I am by no means downplaying what has been done. In 2008, governments took bold action to prevent a calamitous collapse in demand. They offset private contraction with fiscal expansion and used public resources to recapitalize financial institutions. They strengthened financial regulation, and reinforced the capacity and resources of international institutions. And monetary authorities did their part as well.
But today, it is public sector balance sheets themselves that are in the firing line. Today, the headline problems are sovereigns in most advanced economies, banks in Europe, and households in the United States. Adding to this—global growth is also being held back by policies that slow demand in some key emerging market economies while balance sheet risks are increasing in others.

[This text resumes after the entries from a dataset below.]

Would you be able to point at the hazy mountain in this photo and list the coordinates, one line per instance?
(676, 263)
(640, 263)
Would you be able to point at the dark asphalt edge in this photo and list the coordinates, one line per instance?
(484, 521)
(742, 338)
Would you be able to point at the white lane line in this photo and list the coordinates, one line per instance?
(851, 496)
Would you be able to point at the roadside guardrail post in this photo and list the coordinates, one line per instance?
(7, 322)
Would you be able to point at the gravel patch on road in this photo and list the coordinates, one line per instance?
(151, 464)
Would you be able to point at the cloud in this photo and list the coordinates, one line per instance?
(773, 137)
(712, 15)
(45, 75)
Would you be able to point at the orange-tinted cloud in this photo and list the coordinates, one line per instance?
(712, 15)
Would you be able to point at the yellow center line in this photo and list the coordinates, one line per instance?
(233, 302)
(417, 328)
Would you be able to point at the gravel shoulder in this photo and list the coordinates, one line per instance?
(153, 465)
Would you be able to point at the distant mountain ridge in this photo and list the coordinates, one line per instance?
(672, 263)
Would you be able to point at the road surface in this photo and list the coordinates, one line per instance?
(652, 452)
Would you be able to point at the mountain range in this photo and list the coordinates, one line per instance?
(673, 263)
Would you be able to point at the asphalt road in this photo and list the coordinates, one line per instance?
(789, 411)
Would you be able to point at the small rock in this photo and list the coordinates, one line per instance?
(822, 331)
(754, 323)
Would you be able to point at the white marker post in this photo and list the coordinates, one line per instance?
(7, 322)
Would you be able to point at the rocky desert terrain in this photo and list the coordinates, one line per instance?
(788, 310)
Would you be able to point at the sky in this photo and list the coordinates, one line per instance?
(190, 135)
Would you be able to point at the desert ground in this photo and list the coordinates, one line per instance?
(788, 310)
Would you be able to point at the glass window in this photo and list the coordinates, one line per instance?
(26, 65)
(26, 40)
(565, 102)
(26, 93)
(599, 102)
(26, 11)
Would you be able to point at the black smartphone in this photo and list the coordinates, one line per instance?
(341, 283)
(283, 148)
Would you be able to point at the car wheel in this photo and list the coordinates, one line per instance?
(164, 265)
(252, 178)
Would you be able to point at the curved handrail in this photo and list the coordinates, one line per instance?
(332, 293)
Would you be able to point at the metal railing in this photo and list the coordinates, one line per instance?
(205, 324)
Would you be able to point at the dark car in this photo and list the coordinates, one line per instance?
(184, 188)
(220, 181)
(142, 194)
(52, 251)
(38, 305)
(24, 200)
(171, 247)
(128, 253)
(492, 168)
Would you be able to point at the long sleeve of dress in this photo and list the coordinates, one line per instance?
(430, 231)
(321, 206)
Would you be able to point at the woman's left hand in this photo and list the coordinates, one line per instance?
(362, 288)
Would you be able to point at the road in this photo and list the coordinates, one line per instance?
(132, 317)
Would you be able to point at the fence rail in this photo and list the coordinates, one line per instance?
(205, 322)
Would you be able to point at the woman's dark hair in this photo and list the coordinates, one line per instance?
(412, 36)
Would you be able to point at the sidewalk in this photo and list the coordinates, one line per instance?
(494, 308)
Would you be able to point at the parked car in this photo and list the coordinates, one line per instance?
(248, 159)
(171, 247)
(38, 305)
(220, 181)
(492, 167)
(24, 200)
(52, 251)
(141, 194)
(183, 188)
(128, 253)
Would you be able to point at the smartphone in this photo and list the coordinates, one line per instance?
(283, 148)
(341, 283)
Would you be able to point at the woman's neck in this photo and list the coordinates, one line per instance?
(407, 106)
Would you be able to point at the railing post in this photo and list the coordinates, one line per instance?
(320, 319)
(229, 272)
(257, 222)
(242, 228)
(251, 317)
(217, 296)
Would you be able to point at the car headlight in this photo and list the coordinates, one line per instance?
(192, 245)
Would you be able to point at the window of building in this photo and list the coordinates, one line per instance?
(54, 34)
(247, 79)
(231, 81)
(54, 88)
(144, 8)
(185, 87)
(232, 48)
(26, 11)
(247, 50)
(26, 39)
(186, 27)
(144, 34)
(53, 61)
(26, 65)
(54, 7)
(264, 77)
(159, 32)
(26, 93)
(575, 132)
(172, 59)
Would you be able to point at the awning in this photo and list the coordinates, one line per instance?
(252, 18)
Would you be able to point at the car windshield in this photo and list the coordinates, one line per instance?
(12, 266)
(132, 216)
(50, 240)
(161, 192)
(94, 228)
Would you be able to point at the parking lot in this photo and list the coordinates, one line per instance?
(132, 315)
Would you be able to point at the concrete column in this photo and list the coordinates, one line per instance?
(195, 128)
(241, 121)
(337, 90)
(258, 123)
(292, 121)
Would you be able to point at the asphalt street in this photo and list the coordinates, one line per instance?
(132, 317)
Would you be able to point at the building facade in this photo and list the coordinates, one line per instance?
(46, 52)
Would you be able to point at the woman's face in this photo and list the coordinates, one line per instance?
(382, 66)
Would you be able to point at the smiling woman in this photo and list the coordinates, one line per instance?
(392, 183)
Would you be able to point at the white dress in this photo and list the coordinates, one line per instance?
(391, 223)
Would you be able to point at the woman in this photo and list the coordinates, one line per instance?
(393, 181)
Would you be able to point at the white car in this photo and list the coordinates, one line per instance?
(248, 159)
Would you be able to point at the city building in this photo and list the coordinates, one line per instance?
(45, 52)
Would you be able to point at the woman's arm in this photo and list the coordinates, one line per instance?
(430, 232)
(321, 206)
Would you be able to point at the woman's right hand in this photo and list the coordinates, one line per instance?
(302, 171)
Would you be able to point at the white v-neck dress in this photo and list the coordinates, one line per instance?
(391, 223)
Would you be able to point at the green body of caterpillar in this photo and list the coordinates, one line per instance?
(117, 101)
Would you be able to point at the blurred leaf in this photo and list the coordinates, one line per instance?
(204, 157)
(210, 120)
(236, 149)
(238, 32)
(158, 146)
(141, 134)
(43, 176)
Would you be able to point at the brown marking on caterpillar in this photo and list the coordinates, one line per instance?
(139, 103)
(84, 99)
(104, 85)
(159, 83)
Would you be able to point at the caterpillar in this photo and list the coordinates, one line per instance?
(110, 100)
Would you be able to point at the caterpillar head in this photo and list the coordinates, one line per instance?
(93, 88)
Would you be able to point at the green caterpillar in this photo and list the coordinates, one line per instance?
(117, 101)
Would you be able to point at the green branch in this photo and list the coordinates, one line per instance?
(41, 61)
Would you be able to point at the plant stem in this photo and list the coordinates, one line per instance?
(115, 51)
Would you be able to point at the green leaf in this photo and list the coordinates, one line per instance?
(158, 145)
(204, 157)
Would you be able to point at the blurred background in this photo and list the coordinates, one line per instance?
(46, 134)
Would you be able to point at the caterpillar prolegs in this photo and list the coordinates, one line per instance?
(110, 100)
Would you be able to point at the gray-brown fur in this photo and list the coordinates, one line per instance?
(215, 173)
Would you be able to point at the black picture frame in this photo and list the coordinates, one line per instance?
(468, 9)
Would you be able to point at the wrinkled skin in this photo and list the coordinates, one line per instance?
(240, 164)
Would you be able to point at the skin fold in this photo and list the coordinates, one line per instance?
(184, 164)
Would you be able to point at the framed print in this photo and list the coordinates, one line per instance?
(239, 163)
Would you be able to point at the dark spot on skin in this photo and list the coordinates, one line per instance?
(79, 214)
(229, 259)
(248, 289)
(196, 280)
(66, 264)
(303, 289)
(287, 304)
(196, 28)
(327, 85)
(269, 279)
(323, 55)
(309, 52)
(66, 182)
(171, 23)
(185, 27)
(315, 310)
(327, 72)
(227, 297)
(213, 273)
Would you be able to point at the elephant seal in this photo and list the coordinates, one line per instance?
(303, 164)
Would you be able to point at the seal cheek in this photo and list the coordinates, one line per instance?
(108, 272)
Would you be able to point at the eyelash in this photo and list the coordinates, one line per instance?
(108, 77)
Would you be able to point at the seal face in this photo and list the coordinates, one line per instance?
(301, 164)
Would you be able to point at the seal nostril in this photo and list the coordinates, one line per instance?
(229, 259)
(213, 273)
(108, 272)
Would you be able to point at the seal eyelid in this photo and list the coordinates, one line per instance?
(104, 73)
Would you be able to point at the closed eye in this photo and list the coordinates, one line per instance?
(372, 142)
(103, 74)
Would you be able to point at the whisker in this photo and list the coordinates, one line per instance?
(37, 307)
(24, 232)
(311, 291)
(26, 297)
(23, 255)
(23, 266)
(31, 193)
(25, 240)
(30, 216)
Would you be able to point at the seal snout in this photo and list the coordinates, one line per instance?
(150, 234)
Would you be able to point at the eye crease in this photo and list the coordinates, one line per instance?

The fundamental problem is that in these advanced economies, weak growth and weak balance sheets—of governments, financial institutions, and households—are feeding negatively on each other. If growth continues to lose momentum, balance sheet problems will worsen, fiscal sustainability will be threatened, and policy instruments will lose their ability to sustain the recovery.
The policy agenda
What should be done? Clearly, the scope for policy action is much narrower today than in 2008. There are no easy solutions, but that does not mean there are no solutions.

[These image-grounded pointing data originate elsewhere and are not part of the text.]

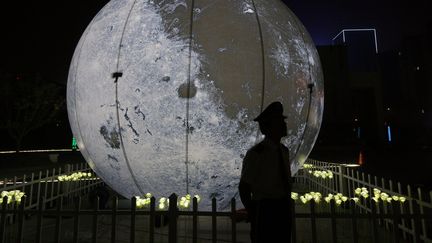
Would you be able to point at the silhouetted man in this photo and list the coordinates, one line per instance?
(265, 184)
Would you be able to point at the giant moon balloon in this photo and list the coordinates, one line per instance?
(194, 74)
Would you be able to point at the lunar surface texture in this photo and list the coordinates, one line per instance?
(162, 94)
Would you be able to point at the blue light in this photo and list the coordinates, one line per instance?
(389, 133)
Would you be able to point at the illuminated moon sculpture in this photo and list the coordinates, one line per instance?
(162, 93)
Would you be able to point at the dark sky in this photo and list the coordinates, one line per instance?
(41, 35)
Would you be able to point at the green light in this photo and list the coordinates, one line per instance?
(74, 145)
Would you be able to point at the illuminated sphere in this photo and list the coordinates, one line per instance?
(179, 119)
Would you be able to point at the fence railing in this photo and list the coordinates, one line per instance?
(46, 217)
(347, 179)
(66, 223)
(46, 184)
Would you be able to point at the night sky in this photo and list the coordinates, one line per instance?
(40, 36)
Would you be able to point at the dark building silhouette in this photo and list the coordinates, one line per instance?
(376, 98)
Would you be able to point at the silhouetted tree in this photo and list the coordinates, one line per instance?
(28, 102)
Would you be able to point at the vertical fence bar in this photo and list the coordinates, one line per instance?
(30, 201)
(52, 187)
(354, 221)
(404, 234)
(39, 220)
(233, 221)
(3, 220)
(46, 184)
(95, 219)
(39, 185)
(374, 221)
(313, 221)
(411, 201)
(114, 219)
(5, 181)
(214, 228)
(195, 220)
(423, 224)
(172, 217)
(333, 221)
(76, 219)
(417, 222)
(58, 182)
(133, 216)
(395, 217)
(21, 219)
(58, 220)
(293, 222)
(152, 219)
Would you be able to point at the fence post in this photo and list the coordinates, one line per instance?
(214, 228)
(293, 222)
(313, 222)
(133, 214)
(76, 219)
(342, 184)
(152, 218)
(417, 222)
(172, 215)
(3, 219)
(21, 219)
(354, 221)
(114, 219)
(374, 220)
(333, 221)
(195, 220)
(39, 219)
(58, 220)
(95, 219)
(396, 220)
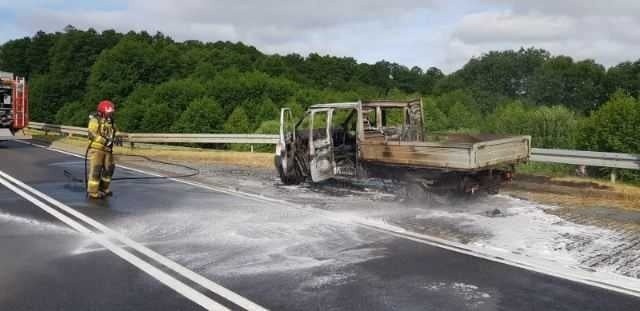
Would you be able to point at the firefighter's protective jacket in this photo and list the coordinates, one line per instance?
(102, 133)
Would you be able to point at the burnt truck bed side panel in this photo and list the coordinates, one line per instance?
(450, 156)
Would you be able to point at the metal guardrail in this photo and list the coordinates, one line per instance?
(575, 157)
(165, 138)
(587, 158)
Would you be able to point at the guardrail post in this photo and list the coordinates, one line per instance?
(613, 176)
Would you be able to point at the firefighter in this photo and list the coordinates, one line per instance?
(102, 133)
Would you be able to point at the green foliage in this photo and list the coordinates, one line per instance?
(157, 118)
(73, 114)
(580, 86)
(267, 127)
(434, 119)
(201, 116)
(238, 122)
(615, 127)
(550, 127)
(160, 85)
(459, 108)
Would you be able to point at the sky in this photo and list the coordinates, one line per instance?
(423, 33)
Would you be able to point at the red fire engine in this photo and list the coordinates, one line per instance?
(14, 106)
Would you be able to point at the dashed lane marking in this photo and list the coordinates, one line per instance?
(109, 233)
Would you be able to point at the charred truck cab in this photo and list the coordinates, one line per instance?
(386, 139)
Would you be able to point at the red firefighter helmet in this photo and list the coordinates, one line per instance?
(106, 108)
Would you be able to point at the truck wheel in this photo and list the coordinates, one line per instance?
(415, 193)
(288, 178)
(493, 189)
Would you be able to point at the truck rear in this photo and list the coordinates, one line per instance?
(14, 107)
(386, 139)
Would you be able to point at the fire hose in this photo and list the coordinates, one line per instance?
(85, 180)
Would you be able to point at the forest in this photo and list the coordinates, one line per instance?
(160, 85)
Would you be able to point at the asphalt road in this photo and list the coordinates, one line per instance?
(275, 256)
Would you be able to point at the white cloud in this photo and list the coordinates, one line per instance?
(606, 33)
(412, 32)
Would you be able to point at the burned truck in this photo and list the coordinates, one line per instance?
(386, 140)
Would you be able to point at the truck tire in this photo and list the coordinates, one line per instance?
(415, 193)
(288, 178)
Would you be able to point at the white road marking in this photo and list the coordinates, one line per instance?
(200, 280)
(620, 284)
(159, 275)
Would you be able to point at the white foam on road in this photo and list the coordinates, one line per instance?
(243, 242)
(526, 229)
(35, 225)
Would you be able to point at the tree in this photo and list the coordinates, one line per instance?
(12, 57)
(626, 77)
(435, 119)
(580, 85)
(74, 113)
(238, 122)
(615, 127)
(118, 71)
(203, 115)
(157, 118)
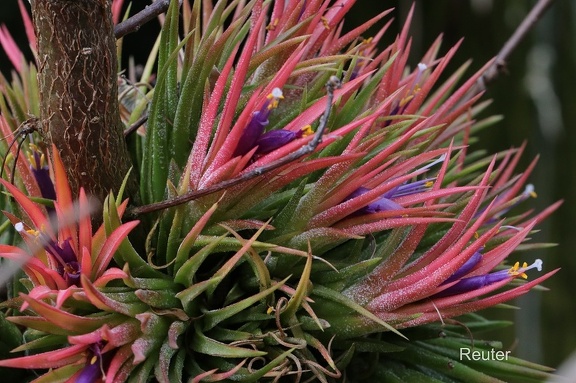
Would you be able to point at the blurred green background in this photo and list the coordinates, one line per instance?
(535, 95)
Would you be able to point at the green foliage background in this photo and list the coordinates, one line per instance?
(536, 97)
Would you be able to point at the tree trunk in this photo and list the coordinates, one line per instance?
(77, 77)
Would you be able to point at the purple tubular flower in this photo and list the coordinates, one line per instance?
(465, 268)
(474, 283)
(41, 173)
(385, 202)
(93, 371)
(257, 124)
(275, 139)
(409, 188)
(68, 266)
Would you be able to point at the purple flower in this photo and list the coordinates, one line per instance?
(257, 124)
(65, 258)
(476, 282)
(41, 173)
(94, 369)
(385, 202)
(275, 139)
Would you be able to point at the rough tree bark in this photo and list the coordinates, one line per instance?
(77, 77)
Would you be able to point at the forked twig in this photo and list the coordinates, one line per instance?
(331, 86)
(133, 23)
(499, 64)
(29, 126)
(489, 76)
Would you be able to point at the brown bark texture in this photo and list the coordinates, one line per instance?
(77, 78)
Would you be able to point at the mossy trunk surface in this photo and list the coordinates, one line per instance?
(77, 78)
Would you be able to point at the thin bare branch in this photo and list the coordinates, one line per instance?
(132, 128)
(331, 86)
(511, 44)
(133, 23)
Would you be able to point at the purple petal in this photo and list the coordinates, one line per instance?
(273, 140)
(465, 268)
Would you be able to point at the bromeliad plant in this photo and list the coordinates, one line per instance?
(310, 210)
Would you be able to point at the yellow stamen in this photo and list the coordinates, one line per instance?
(307, 131)
(272, 26)
(275, 96)
(367, 41)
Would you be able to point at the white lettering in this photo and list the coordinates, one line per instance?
(476, 355)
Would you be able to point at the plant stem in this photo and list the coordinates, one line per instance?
(134, 23)
(77, 78)
(499, 64)
(331, 86)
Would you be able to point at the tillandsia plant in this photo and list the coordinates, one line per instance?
(309, 209)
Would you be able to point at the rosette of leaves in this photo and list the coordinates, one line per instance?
(362, 256)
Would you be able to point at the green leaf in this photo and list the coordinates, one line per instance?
(334, 296)
(212, 318)
(204, 345)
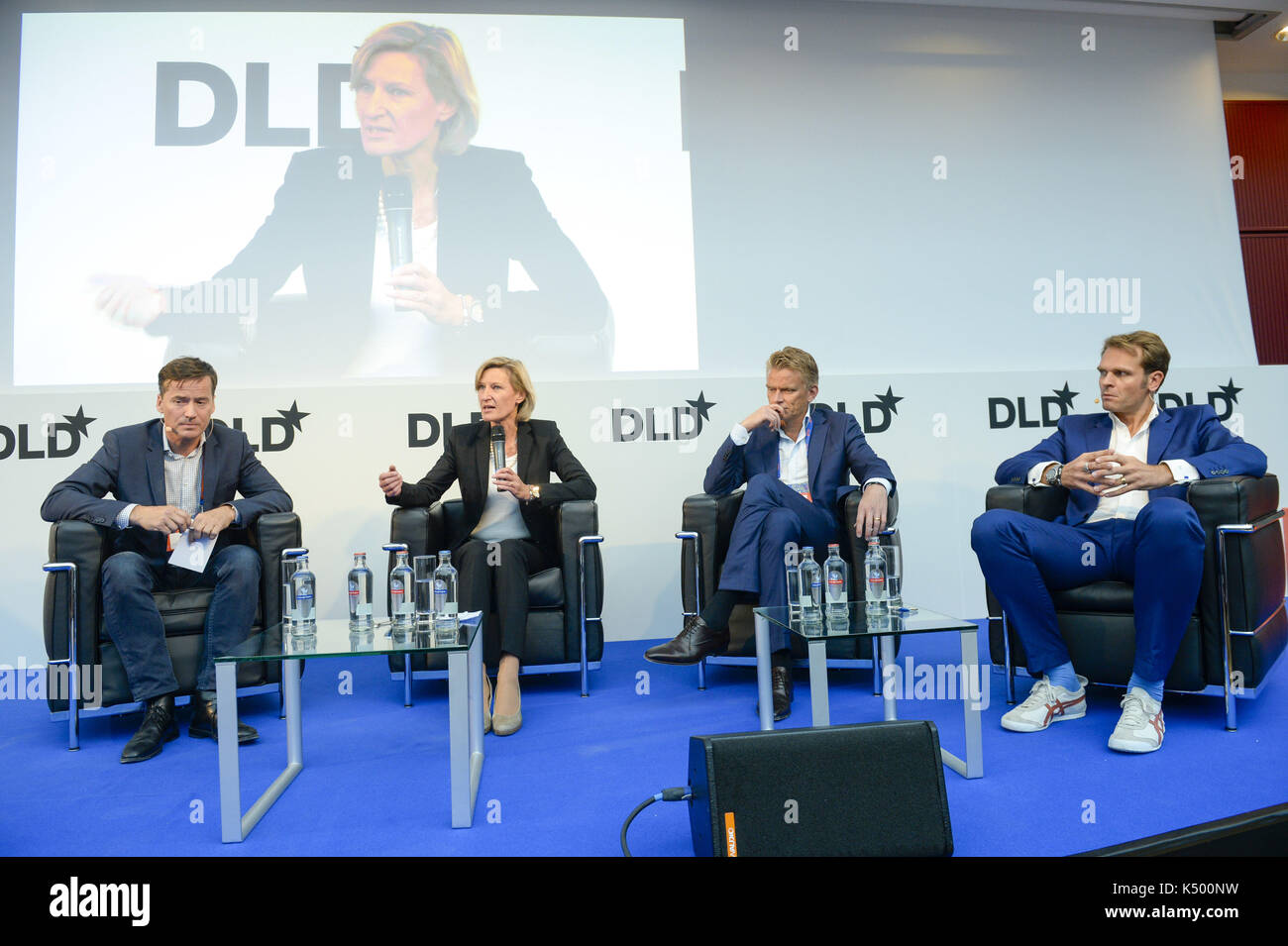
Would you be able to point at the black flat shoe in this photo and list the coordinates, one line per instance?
(696, 641)
(205, 722)
(156, 730)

Put simply, while fiscal consolidation remains an imperative, macroeconomic policies must support growth. Fiscal policy must navigate between the twin perils of losing credibility and undercutting recovery. The precise path is different for each country. But to meet the credibility test, each country needs a dual focus: a primary emphasis on durable measures that will deliver savings tomorrow which, in turn, will help to create as much space as possible for supporting growth today—at least by permitting a slower pace of consolidation where possible. For instance—measures that change the rate of growth of entitlements, health or retirement.
Monetary policy also should remain highly accommodative, as the risk of recession outweighs the risk of inflation. This is particularly true as (i) in most advanced economies inflation expectations are well anchored; and (ii) pressures from energy and food prices are abating. So policymakers should stand ready, as needed, to dive back into unconventional waters.
Micro-level policy actions to relieve balance sheet pressures—felt by households, banks, and governments—are equally important. We must get to the root of the problem. Without this, we will endure a painful and drawn-out adjustment process. Structural reforms will surely help boost productivity and growth over time, but we should take care not to weaken demand in the short term.
While we can all agree on the broad brushstrokes of what needs to be done, the devil is always in the details. I would like to delve deeper into the different problems of Europe and the United States.
I’ll start with Europe. Here, we need urgent and decisive action to remove the cloud of uncertainty hanging over banks and sovereigns. Financial exposures across the continent are transmitting weakness and spreading fear from market to market, country to country, periphery to core.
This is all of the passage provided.